The findings by UK early-stage research specialists Library House records that European venture capital as a whole had a better Q1 than Q4, with investment up to €1.4bn compared to €1.26bn last quarter and €1.41bn in Q3 2007. There was a slip dip in terms of number of deals from 429 to 410. The report points out the Q1 2008 figure is due to go up after late reporting, indicating that investment levels appear on an even stronger recovery especially in comparison to the US, which has seen a decline.

The UK saw venture capital investment grow by 80% in Q1 2008 from Q4 2007, the highest level of investment since Q1 2006. Israel also saw a dramatic increase – investment there grew by 124% from €129m in Q4 2007 to €290m in Q1 2008. Sweden grew by 93% over the last quarter from €34m to €68m, and Finland by 186% to €5m. Ireland saw one of the largest declines over the quarter – 84% – hitting its second lowest quarter since 2006 at €14m.

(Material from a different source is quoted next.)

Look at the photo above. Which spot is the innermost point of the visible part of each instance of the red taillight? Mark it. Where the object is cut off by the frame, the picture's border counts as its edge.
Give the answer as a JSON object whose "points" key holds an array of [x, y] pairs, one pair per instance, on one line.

German-based technology VC High-Tech Gründerfonds Management was the most active investor in Q1 with nine deals under its belt. Balderton Capital, Intel Capital and Scottish Enterprise Fund completed seven each. Index Ventures was the top investor by syndicated amount invested in Q1 2008, taking part in three deals totalling €83.9m.

There was only one venture-backed IPO in the first three months of the year, that of France’s RocTool, a licensor of rapid moulding technologies for composite materials. In March the company raised €10m, listing on Euronext Paris’s Marché Libre Exchange.

The top exit of the quarter was the sale of Sweden’s MySQL to Sun Microsystems in January for €675.6m. Other significant sales included Netherlands-based telecoms provider Scarlet sold for €185 million to Belgacom, Belgium’s leading telco, and the €140m acquisition of UK telecommunications software provider Apertio by Nokia Siemens Networks.